Why I started getting my own skin checked annually
I began getting annual skin checks after my father was diagnosed with a type of skin cancer called squamous cell carcinoma. It was on his lower lip and fairly advanced, so he had a very intense course of radiation therapy to treat it. That kept the cancer at bay for a little while. Unfortunately, it returned a few years later, and required surgery to remove several lymph nodes in his neck and chest, followed by another high-dose course of radiation therapy.
As a result, my father has experienced several treatment-related side effects, including dental cavities, loss of taste, and dry mouth. These have significantly impacted his quality of life. And while both he and my family are obviously happy and very grateful he’s still around to be with us, it’s hard not to think about how different things might be today if his cancer had been diagnosed earlier, when it would’ve required less aggressive treatment.

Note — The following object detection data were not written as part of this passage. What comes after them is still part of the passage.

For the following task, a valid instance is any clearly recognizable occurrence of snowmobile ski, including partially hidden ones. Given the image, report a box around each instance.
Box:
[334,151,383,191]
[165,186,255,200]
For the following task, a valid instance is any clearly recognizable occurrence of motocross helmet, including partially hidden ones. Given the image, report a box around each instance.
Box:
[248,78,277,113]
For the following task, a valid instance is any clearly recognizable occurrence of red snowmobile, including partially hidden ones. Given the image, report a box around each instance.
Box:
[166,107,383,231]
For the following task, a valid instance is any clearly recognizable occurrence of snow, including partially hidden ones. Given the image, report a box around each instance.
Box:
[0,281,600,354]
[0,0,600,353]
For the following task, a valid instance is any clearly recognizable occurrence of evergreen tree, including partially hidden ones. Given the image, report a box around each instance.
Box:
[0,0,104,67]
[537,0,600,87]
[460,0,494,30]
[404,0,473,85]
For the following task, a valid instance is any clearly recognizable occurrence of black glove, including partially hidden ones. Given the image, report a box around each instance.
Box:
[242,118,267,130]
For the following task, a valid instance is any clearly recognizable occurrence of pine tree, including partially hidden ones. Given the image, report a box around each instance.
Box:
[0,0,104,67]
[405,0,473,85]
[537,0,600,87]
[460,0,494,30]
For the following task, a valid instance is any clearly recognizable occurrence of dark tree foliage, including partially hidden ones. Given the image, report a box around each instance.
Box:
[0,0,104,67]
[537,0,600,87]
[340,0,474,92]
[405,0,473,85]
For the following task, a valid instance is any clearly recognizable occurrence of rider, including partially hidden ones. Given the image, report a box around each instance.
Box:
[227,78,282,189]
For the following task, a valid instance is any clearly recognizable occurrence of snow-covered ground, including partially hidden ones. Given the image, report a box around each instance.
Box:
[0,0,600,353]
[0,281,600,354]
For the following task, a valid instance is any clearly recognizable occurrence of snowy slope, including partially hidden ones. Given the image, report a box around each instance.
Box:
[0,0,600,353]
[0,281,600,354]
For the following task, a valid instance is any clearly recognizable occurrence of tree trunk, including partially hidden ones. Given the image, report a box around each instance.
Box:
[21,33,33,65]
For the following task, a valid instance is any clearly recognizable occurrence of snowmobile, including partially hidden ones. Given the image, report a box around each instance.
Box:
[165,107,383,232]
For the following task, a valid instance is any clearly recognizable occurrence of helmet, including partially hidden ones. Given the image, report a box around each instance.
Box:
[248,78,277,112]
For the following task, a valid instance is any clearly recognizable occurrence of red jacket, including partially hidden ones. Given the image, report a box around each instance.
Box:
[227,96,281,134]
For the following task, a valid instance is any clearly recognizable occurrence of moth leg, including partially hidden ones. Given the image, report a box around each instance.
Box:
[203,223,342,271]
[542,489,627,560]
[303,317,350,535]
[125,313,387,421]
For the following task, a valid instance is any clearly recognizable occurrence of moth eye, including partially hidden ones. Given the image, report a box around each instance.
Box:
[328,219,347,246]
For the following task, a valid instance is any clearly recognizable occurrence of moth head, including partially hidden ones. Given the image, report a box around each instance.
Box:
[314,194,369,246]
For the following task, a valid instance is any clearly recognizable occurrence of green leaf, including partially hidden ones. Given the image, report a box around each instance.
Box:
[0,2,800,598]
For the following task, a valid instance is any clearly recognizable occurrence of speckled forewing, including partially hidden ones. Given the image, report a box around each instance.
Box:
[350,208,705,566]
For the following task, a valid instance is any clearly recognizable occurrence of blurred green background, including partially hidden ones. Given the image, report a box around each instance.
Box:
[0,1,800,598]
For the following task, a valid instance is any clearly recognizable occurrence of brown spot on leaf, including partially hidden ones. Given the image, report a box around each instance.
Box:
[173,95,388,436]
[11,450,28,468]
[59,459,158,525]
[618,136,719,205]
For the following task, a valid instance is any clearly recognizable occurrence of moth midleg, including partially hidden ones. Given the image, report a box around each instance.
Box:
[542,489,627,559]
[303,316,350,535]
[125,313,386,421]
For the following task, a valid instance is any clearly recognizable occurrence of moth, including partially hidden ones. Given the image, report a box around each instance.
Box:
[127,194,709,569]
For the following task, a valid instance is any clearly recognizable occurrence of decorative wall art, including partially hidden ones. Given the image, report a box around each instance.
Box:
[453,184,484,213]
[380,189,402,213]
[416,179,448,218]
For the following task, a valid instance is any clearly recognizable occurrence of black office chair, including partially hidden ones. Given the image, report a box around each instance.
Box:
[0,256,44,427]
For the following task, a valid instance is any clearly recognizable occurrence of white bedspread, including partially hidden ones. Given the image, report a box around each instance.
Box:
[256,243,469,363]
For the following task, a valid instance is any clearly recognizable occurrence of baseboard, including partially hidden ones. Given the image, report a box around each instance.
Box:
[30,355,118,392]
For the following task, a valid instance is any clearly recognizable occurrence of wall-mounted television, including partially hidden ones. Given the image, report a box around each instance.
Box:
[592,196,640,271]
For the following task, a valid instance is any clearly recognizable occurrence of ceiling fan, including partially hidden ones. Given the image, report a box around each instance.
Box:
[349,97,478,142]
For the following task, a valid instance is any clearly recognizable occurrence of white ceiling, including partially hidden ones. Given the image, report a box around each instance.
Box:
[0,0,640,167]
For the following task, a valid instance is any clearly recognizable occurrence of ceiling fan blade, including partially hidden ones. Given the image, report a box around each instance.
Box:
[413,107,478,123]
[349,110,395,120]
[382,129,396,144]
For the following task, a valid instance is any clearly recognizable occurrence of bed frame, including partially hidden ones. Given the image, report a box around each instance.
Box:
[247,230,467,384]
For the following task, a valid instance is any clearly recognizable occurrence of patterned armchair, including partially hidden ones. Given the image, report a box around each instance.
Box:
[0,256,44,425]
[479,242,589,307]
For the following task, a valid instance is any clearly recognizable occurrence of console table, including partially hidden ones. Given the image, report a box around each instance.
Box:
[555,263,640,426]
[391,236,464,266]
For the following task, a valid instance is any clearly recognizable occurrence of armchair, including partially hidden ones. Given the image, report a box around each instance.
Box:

It’s also really difficult knowing that many of the issues he’s dealing with now — including difficulty chewing, swallowing, eating, and generating saliva — are related not to treatment for an oral cancer or even a throat cancer, but to a skin cancer that has its own prevention protocol.
Why I’ll keep getting my cancer screenings at MD Anderson
I plan to continue getting my screenings at MD Anderson — primarily because it’s the only place I would even consider being treated.
I had genetic testing done more than a decade ago to look for the BRCA mutation, after several relatives were diagnosed with breast cancer. Those results came back negative. But many other markers have since been identified, so I plan to talk with my primary care physician at my next checkup to see if it makes sense to run a new test panel.
With skin checks, I haven’t been as lucky. This year, I had to have a precancerous lesion frozen off of my forehead. And last year, I had a larger lesion on my neck that went deep enough to require a minor in-office surgery to remove it completely. Fortunately, the biopsy from that procedure was negative.
Still, I’m very aware that both of these procedures are inconsequential compared to what my dad went through. That’s why genetic marker or no genetic marker, I’m never skipping a cancer screening. Because I know that any cancer detected early is by definition easier to treat. And if you detect skin cancer early enough, its removal is just an office procedure.